Хранители очага: Хроника уральской семьи — страница 28 из 41

— Алешку бы забрали. А, Ань? Мы же говорили об этом…

— Яша-а, сдуру это я все, о-ох, сдуру, сама не ведала, что творила, что говорила тебе…

— Да что такого-то? Устроили бы, ничего, хорошо бы вышло.

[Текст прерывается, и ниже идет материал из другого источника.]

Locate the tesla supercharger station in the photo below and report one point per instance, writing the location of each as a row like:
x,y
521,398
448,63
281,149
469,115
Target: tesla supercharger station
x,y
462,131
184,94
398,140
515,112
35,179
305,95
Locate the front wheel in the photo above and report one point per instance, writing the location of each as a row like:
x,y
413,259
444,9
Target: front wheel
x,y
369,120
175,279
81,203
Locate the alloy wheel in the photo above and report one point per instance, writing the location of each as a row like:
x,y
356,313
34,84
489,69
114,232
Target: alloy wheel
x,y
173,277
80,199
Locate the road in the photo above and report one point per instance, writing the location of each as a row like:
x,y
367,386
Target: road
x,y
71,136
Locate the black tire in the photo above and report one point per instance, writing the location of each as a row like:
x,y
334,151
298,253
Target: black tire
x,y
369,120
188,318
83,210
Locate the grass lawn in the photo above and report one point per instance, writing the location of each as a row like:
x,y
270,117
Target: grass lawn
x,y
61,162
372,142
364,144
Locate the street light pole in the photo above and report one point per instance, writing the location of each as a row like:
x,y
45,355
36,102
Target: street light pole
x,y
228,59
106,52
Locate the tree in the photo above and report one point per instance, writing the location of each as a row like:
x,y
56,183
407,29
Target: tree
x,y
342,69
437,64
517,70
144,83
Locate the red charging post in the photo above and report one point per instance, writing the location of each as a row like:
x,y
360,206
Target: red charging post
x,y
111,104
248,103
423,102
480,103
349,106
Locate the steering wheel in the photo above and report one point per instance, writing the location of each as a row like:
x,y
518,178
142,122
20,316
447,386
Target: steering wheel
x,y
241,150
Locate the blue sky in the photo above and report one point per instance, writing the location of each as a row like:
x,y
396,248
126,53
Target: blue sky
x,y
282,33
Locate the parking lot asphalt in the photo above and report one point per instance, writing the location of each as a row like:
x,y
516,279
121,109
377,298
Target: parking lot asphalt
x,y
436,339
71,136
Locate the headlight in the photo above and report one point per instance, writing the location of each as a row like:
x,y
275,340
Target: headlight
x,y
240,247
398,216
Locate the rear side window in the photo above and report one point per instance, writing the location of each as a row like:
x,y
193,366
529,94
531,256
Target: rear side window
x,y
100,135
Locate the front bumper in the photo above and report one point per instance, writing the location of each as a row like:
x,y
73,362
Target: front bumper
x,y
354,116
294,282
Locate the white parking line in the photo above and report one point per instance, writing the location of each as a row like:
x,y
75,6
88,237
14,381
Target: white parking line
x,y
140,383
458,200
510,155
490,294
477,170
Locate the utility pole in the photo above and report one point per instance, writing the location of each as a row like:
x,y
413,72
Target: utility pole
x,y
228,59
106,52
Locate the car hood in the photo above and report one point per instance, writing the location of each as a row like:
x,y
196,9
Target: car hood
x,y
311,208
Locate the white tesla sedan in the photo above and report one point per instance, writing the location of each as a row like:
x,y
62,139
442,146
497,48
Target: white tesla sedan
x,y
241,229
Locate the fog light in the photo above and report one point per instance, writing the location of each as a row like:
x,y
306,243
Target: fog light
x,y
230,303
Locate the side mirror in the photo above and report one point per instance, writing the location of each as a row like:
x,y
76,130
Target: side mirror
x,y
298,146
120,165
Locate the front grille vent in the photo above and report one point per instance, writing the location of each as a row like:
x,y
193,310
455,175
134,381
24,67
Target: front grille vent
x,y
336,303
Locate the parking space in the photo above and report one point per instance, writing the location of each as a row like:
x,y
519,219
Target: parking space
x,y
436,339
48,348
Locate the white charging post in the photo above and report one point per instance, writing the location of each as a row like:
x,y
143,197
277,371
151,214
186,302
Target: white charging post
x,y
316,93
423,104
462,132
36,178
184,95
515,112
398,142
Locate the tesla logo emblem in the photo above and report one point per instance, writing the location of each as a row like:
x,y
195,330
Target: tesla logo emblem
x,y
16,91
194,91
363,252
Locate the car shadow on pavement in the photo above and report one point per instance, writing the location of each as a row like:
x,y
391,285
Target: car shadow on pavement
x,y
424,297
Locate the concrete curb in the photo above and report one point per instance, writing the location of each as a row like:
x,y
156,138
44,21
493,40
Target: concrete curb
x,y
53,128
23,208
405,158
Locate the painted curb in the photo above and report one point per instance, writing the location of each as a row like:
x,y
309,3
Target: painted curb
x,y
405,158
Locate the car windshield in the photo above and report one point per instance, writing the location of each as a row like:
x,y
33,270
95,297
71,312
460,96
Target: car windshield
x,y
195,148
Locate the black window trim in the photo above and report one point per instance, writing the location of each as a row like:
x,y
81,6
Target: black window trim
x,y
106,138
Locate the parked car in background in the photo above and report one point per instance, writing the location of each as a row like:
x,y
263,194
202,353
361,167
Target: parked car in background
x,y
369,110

— Молчи, молчи, Яша. — И, плача, принималась читать дальше. — «А в другом во всем у нас тишь и порядок, жду не дождуся весны, охота по земле потоптаться, кожа на ногах зудит — просится по земле-матушке пройтиться… Вот хотя и то, куды без огорода я буду, и Алешке без него тоже некуда, с мальства это куда как худо, а в другом месте я без земли остануся, хотя не знаю, как это можно. Много не надо, а без немногу нельзя, хотя бы штобы с крылечка повидать, как зацветет по лету картошка. Так што Лида говорит, Аня пускай долго не думает, а то тута квартир как повсюду не хватает, могут враз забрать, ино не заявится, а мне тогда уйти придется беспременно, хотя куда уходить, сама знаешь, без вас мне как без белу свету. На этом кончаю, крепко целуем и с большим душевным приветом к тебе — мама с Алешкой».

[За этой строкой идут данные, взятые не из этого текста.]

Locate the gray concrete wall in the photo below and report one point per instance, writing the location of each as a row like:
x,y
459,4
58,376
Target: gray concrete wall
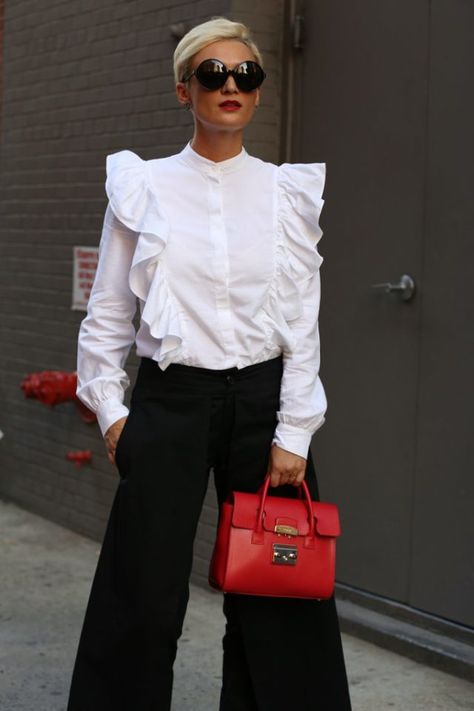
x,y
83,78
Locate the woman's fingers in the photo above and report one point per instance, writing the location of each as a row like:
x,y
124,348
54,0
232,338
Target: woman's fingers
x,y
285,467
112,436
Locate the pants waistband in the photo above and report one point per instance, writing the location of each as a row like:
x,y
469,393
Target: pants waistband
x,y
150,367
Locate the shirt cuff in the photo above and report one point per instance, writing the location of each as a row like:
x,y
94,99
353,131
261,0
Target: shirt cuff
x,y
109,412
293,439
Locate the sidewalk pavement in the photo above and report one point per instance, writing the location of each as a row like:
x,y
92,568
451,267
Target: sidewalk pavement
x,y
46,573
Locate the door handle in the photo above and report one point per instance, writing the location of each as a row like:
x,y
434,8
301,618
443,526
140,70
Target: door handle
x,y
405,287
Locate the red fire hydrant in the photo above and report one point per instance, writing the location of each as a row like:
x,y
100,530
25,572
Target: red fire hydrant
x,y
52,387
79,457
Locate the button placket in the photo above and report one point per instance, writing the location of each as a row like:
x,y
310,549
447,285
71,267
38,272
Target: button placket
x,y
221,264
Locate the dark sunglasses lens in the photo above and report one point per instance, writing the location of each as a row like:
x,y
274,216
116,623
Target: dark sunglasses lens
x,y
249,76
211,74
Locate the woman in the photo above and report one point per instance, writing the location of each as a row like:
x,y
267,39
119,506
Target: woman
x,y
220,249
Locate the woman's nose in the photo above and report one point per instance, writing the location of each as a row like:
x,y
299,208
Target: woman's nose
x,y
230,85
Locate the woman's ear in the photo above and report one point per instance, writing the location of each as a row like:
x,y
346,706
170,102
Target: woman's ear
x,y
182,93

Кончила Аня читать, и какое-то время совсем не говорили, Яша почувствовал, дело его совсем худо, а Аня все плакала и выплакаться не могла, вытирала кончиком платка слезы.

— Ань, — Яша тяжело поднялся с места, подошел к ней, присел на корточки, стараясь заглянуть поглубже в глаза, — Аня, — и погладил ее по руке, по волосам, — ну, что ж по старому убиваешься. Пойми…

— Именно, Яшенька… Не в письме и дело-то. Забыла уж я все, ох, быстро забыла-а… короткая оказалась память…

— Ну, в чем ты-то виновата? Что казнишься так?

— В том и виновата, Яша, что забыла его. Предали мы оба, вместе предали. Не могу больше. Не могу.

— Тебе больно. Я понимаю. Да только правды в этой боли нет. Другие, может, и предали бы. А не мы. Мы по-хорошему, по любви же.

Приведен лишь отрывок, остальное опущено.